Тут он слукавил. В кошельке у него было семь золотых монет, еще давно найденных в тайничке при разборке развалин в Октябрьске. Сумма по здешним понятиям приличная, да только вот ни на пьянку, ни даже на местных прелестниц он ее не был расположен тратить.
Потому что уже принял решение.
Он действительно сирота, и может рискнуть…
В углу неприметно пристроилась старая горбатая жрица Хэр-лика, Подземного хана. Перед ней стоял услужливо поднесенный хозяином заведения, одноглазым мельвийцем Пиратом, кувшинчик кумыса, к которому она прикладывалась время от времени, чтобы скрыть зловещую мертвую ухмылку.
Сарнагар. Бывший Запретный город
Генерал-майор Сентябрьский встал и в последний раз оглядел свой кабинет. Мрамор, нефрит, золотая инкрустация, огромный стол из разноцветного дерева.
И среди этого всего — выкрашенный в защитную краску сейф с приоткрытой дверцей и солидный черный телефон на столе рядом с настольно лампой с зеленым абажуром.
Это все останется здесь — гонять машины ради всякого старья было признано нецелесообразным.
Идут последние часы его пребывания тут. Можно сказать, последние часы советской власти в Сарнагарасахале. И последние дни соединения двух миров.
Час назад он созвал местных старейшин и сообщил им без лишних подробностей, что гарнизон уходит.
Те восприняли эту весть с неподдельным страхом и растерянностью.
И комендант понимал, почему. По очень похожим на правду слухам, остатки воинства Шеонакаллу еще таились в лесах Джаро и в отрогах хребта Лаорнато. Зная местные порядки, можно было не сомневаться, что в случае реставрации свергнутого режима всех, хоть в какой-то степени сотрудничавших с «мерзейшими чужеродцами», ждет алтарный камень.
Впрочем, есть ли эти самые Последние Верные или нет, — только местный черт знает. А вот то, что кочевники вполне могут вспомнить, что земли бывшей империи Неназываемого когда-то принадлежали их предкам, вот это будет вернее.
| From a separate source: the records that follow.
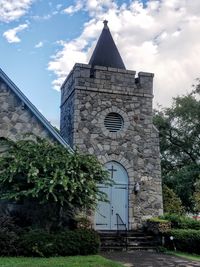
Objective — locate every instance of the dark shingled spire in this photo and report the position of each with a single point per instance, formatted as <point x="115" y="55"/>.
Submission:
<point x="106" y="53"/>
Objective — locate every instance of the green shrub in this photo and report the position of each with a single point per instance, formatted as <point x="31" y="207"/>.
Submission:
<point x="184" y="240"/>
<point x="182" y="222"/>
<point x="156" y="225"/>
<point x="37" y="243"/>
<point x="8" y="237"/>
<point x="158" y="220"/>
<point x="43" y="244"/>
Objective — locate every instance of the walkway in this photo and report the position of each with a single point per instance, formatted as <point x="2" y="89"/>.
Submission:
<point x="149" y="259"/>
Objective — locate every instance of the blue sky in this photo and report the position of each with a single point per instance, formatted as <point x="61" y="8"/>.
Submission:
<point x="40" y="41"/>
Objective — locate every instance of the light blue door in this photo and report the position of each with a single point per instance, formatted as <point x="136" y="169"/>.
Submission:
<point x="105" y="216"/>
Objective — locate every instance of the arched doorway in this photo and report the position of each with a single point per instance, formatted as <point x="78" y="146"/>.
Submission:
<point x="105" y="215"/>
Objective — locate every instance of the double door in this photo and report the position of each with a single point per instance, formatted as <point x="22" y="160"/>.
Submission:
<point x="117" y="195"/>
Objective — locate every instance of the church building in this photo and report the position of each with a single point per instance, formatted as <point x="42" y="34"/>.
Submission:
<point x="106" y="111"/>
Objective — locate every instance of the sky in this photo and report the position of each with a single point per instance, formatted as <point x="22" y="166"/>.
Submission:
<point x="41" y="40"/>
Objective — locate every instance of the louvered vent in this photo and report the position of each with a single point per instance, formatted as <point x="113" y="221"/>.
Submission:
<point x="113" y="122"/>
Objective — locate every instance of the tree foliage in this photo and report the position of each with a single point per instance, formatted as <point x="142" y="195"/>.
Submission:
<point x="48" y="174"/>
<point x="179" y="128"/>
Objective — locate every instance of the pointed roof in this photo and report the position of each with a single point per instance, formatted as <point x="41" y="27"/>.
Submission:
<point x="106" y="53"/>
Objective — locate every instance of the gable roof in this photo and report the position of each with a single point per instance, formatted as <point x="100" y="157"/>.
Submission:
<point x="106" y="53"/>
<point x="34" y="110"/>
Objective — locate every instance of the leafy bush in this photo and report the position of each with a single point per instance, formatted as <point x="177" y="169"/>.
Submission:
<point x="8" y="236"/>
<point x="184" y="240"/>
<point x="37" y="243"/>
<point x="172" y="203"/>
<point x="181" y="222"/>
<point x="157" y="225"/>
<point x="43" y="244"/>
<point x="158" y="220"/>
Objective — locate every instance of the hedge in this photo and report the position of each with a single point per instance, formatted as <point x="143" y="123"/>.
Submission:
<point x="181" y="222"/>
<point x="38" y="243"/>
<point x="185" y="240"/>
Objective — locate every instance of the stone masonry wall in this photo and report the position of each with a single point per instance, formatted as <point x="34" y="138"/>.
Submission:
<point x="15" y="117"/>
<point x="99" y="91"/>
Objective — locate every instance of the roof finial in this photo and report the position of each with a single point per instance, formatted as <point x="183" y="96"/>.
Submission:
<point x="105" y="22"/>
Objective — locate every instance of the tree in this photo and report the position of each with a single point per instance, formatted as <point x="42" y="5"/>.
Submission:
<point x="48" y="175"/>
<point x="171" y="202"/>
<point x="179" y="129"/>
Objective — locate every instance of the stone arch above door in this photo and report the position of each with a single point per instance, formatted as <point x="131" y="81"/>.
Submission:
<point x="121" y="160"/>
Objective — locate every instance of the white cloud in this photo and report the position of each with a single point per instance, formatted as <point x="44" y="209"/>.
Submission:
<point x="74" y="8"/>
<point x="162" y="37"/>
<point x="13" y="9"/>
<point x="39" y="45"/>
<point x="11" y="35"/>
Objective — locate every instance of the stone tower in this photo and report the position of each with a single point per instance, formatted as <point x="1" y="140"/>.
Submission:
<point x="107" y="112"/>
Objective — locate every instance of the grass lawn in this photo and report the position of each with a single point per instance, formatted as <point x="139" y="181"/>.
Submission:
<point x="184" y="255"/>
<point x="76" y="261"/>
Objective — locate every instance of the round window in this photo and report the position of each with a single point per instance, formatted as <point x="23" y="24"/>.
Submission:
<point x="113" y="122"/>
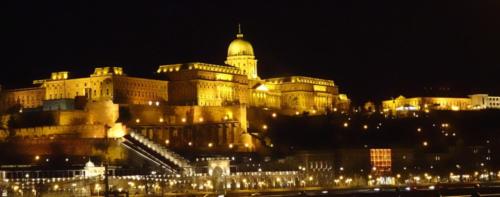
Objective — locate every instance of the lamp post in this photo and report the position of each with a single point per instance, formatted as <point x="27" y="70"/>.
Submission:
<point x="106" y="179"/>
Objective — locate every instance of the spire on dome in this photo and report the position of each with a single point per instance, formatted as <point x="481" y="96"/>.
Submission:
<point x="239" y="35"/>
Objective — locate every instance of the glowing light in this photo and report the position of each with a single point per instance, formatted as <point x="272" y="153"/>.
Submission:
<point x="263" y="88"/>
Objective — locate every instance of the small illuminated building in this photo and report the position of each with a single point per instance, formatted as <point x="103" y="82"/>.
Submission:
<point x="403" y="104"/>
<point x="485" y="101"/>
<point x="218" y="166"/>
<point x="90" y="170"/>
<point x="381" y="161"/>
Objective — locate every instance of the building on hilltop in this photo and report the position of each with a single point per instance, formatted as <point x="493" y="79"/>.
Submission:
<point x="191" y="104"/>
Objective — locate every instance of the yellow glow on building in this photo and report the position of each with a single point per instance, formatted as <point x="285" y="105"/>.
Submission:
<point x="426" y="104"/>
<point x="319" y="88"/>
<point x="223" y="77"/>
<point x="381" y="160"/>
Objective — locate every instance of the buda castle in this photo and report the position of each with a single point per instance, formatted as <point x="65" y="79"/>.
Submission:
<point x="184" y="101"/>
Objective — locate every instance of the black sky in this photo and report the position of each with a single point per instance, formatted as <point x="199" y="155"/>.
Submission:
<point x="371" y="49"/>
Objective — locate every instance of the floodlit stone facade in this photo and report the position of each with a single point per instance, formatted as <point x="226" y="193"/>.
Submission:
<point x="188" y="104"/>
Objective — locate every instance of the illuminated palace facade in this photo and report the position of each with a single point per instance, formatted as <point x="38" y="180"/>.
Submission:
<point x="186" y="100"/>
<point x="473" y="102"/>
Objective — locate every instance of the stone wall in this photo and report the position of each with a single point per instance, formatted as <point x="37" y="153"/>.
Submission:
<point x="83" y="131"/>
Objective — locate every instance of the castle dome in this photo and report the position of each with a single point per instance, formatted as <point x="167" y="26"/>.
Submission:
<point x="240" y="47"/>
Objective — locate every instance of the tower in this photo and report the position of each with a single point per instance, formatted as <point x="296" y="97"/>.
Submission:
<point x="240" y="54"/>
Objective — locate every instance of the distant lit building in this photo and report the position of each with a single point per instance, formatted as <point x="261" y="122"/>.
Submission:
<point x="381" y="161"/>
<point x="474" y="102"/>
<point x="90" y="170"/>
<point x="484" y="101"/>
<point x="402" y="104"/>
<point x="194" y="104"/>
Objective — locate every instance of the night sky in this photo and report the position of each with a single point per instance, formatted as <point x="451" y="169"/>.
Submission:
<point x="371" y="49"/>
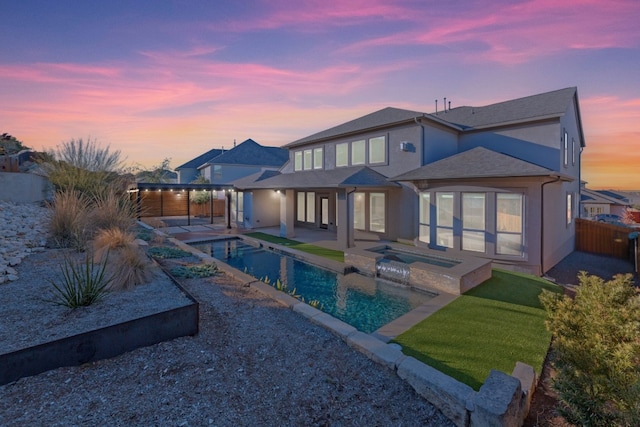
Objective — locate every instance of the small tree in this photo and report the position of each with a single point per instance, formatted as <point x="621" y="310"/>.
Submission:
<point x="596" y="351"/>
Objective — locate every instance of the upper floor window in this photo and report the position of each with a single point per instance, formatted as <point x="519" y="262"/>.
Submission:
<point x="297" y="161"/>
<point x="566" y="148"/>
<point x="342" y="154"/>
<point x="377" y="150"/>
<point x="357" y="152"/>
<point x="318" y="160"/>
<point x="308" y="159"/>
<point x="362" y="152"/>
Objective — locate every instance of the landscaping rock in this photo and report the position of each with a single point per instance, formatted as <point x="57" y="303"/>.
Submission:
<point x="24" y="231"/>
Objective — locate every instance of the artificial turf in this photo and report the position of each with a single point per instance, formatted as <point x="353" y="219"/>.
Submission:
<point x="305" y="247"/>
<point x="492" y="326"/>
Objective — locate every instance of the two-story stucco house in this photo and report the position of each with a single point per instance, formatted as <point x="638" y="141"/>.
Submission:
<point x="500" y="181"/>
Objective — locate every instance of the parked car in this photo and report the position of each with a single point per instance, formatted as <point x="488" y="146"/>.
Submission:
<point x="608" y="218"/>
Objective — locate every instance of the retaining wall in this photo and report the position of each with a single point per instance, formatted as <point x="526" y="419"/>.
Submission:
<point x="21" y="187"/>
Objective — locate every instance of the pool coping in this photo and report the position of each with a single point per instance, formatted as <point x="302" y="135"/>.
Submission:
<point x="385" y="333"/>
<point x="502" y="400"/>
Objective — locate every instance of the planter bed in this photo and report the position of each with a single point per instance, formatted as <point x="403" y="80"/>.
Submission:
<point x="37" y="335"/>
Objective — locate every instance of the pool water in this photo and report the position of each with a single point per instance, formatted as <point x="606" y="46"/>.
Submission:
<point x="364" y="302"/>
<point x="409" y="257"/>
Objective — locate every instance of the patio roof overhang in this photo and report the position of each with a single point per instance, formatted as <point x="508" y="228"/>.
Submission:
<point x="155" y="186"/>
<point x="348" y="177"/>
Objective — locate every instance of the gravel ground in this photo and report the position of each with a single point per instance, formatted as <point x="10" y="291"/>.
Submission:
<point x="566" y="271"/>
<point x="253" y="362"/>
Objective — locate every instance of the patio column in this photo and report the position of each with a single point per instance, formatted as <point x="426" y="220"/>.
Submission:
<point x="287" y="213"/>
<point x="345" y="230"/>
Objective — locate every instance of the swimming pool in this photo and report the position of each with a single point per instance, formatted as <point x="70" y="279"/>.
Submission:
<point x="364" y="302"/>
<point x="410" y="257"/>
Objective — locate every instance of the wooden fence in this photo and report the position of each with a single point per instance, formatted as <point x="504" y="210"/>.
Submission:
<point x="604" y="239"/>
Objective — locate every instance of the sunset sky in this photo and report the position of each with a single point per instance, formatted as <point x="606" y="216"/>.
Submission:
<point x="162" y="79"/>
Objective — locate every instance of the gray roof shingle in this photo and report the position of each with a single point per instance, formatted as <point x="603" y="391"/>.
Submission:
<point x="385" y="117"/>
<point x="251" y="153"/>
<point x="540" y="106"/>
<point x="534" y="107"/>
<point x="201" y="159"/>
<point x="478" y="162"/>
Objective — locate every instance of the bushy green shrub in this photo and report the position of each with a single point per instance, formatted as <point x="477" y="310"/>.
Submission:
<point x="128" y="264"/>
<point x="596" y="351"/>
<point x="69" y="222"/>
<point x="195" y="271"/>
<point x="82" y="283"/>
<point x="162" y="252"/>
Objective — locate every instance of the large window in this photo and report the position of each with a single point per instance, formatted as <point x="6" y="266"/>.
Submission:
<point x="565" y="148"/>
<point x="318" y="158"/>
<point x="297" y="161"/>
<point x="342" y="154"/>
<point x="509" y="224"/>
<point x="425" y="215"/>
<point x="377" y="150"/>
<point x="473" y="222"/>
<point x="357" y="152"/>
<point x="311" y="207"/>
<point x="307" y="159"/>
<point x="301" y="211"/>
<point x="372" y="151"/>
<point x="377" y="212"/>
<point x="444" y="218"/>
<point x="359" y="214"/>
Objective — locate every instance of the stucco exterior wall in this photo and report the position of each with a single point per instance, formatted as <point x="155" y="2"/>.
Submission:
<point x="261" y="209"/>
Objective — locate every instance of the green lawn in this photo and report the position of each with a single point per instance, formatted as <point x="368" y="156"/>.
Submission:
<point x="492" y="326"/>
<point x="305" y="247"/>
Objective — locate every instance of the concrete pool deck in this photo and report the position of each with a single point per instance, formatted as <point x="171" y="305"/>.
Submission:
<point x="183" y="236"/>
За дверью послышались шаги.
Должно быть, это командир комендантской роты или еще кто-то из пока остающихся тут офицеров городской комендатуры.
Но появился Уззаг Хо Хеоганн, трехбунчужный вождь.
«Странно, вроде о его прибытии в город никто не докладывал».
— Вы уходите? — произнес он, стоя в дверях.
— Да, — кивнул генерал, внимательно глядя на союзника.
— Вы вернетесь?
— Хотелось бы, — вздохнул Сентябрьский.
Они помолчали.
— Что ж, прощай, — он поклонился коменданту. — Я буду вспоминать тебя, мой друг. Как бы то ни было, но я рад, что узнал тебя, и узнал о вашем мире.
— А скажи, друг, ты… не в обиде на нас? — спросил вдруг Сентябрьский.
— За что?! — искренне изумился вождь.
— Как за что? Пришли вот, наворотили дел, перебулдыгачили тут все, не то, что на голову, на уши поставили, и вот теперь… Вроде как бросаем вас тут…
— Ассаардар, — негромко произнес Хеоганн. — Только за то, что вы сокрушили слуг Черного Солнца, все народы Степи будут возносить за вас молитвы Священной Луне и Вечному Небу, пока будет стоять этот мир! Мой дед и старшие братья погибли в храмах проклятого бога!